05:47Alors, quand je vais dire ce que c'est, ça peut paraître pas particulier,
05:50mais pour nous, en laboratoire, on est habitués à recevoir des téléphones portables,
05:54des lunettes, des gants, des armes, des sachets de stupéfiants, ce genre de scellés-là.
05:59Là, comme il y avait, je viens de le dire, beaucoup d'enfants de toucher,
06:02on avait des doudous, et des doudous, des brosses à dents princesses,
06:06c'est des scellés qui sont insolites.
06:08On n'est pas habitués à recevoir ce genre de scellés au laboratoire,
06:10et c'est vrai que c'est quelque chose qui m'a marquée.
06:12Comment vous avez fait ? Alors, vous vous mettez à distance dans ces cas-là ?
06:15Oui, exactement.
06:16Vous vous protégez ?
06:17Oui, il faut se protéger.
06:18Quand une affaire comme ça arrive, de toute manière,
06:21je sais que ça va arriver au laboratoire de Marseille,
06:24et je suis l'expert d'Astreint à ce moment-là.
06:26Donc oui, j'en fais une sorte de carapace, je réfléchis,
06:30enfin je reste très froide, c'est-à-dire que je mets la distance,
06:32très professionnelle, et c'est prendre attache avec le service enquêteur,
06:37quelles vont être les priorités,
06:39et puis organiser le travail pour répondre le plus rapidement possible.
06:43On parle beaucoup de l'intelligence artificielle aujourd'hui,
06:46est-ce que vous l'utilisez dans votre travail au quotidien ?

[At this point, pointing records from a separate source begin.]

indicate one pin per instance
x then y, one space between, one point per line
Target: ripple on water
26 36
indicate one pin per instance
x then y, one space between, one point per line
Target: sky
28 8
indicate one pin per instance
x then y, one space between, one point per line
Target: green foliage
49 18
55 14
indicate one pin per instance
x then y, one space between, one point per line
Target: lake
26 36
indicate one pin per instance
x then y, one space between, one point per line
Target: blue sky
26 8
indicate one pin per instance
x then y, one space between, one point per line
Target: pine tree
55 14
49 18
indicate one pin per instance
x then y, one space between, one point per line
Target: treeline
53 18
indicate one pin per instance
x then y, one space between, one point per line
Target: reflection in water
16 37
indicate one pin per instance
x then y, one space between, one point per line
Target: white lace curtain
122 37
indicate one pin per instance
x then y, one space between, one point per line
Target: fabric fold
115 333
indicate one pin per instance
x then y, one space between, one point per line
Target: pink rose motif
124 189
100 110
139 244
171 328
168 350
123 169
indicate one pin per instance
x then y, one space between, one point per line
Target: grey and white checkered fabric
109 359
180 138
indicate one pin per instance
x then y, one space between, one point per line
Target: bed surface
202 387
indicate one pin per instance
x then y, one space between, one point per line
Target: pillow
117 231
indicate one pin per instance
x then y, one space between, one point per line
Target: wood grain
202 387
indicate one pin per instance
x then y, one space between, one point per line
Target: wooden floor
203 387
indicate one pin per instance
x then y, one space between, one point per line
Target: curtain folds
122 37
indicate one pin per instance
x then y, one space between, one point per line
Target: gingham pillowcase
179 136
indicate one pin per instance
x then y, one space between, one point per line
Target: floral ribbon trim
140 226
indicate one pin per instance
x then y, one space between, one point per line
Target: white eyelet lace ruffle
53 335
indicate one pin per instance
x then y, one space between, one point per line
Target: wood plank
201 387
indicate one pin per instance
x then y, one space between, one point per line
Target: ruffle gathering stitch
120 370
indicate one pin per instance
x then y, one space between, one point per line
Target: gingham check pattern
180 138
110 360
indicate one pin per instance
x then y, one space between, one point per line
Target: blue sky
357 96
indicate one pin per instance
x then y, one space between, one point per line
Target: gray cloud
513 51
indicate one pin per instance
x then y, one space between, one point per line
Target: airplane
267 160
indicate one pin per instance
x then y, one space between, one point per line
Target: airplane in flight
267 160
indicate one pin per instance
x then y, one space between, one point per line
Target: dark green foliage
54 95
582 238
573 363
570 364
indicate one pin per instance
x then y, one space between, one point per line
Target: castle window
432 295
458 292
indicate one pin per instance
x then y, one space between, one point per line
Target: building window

06:48Alors, on commence à l'utiliser, l'intelligence artificielle.
06:51L'intelligence artificielle, pour moi, ça reste un outil,
06:53c'est un outil qui nous fait gagner du temps,
06:55qui fait gagner du temps aux experts.
06:57Et concrètement, ça se passe comment, l'utilisation de l'IA ?
07:00Concrètement, c'est par exemple, en biologie,
07:03c'est l'interprétation des profils génétiques,
07:06on a une intelligence artificielle qui va nous trier les profils génétiques,
07:09par exemple, et qui fait gagner du temps aux experts.
07:11C'est passionnant.
07:12Passionnant, on aurait pu rester toute la matinée avec vous.
07:14En tout cas, il y a ce livre pour approfondir.
07:17Le crime parfait n'existe pas aux éditions du Rocher.
07:20Merci beaucoup, Christelle Sercopé, d'avoir été avec nous ce matin.